Climbing: Trust

Back around the time this blog went on hiatus, I took up a new sport: rock climbing. My school had just put in a gym right next to my dorm and, wouldn't you know it, I roped (haha) my roommate into climbing with me. We climbed a ton that first semester, but then things got busy the next year and we weren't living together, and I just dropped off of climbing. Not belaying, I do that at work so I've kept in practice, but actually being on the wall to climb.

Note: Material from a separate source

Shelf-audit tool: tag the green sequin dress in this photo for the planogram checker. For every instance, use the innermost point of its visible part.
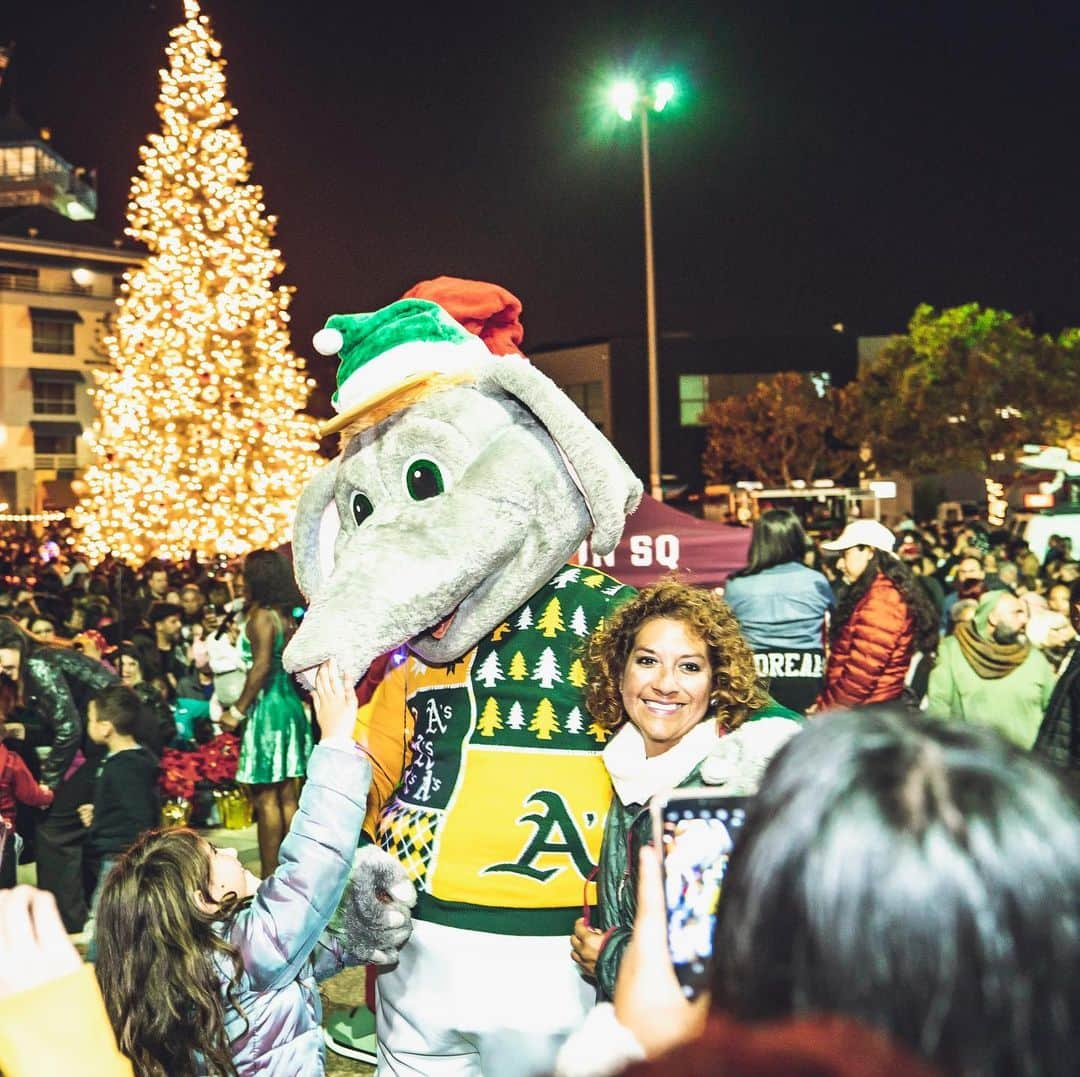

Over the years, my ability waned, and so now I've been building it back up. I can consistently do 5.8s, but 5.9s are pretty hit or miss, and I struggle a lot with overhangs. I went climbing recently and was really trying to push myself to try some new techniques that would help me climb better. I was up on the wall, coming over an overhang, and it hit me that how much of this is about my mental state, rather than physical ability.

Sure I'm sore and I don't have all the muscle strength I once did, but also there's a lot of blocks I have in my head about what I can do. I know how high I can reach. I know that my climbing shoes grip the wall and can support me on very small holds. I know that I won't fall far, because I'm on belay, and I trust my belayers. But I still can't move past the 5.8s and really expand my climbing abilities. I'm stuck in "beginner" climbs.

I hope to some day move past this. But I wonder, what will it take?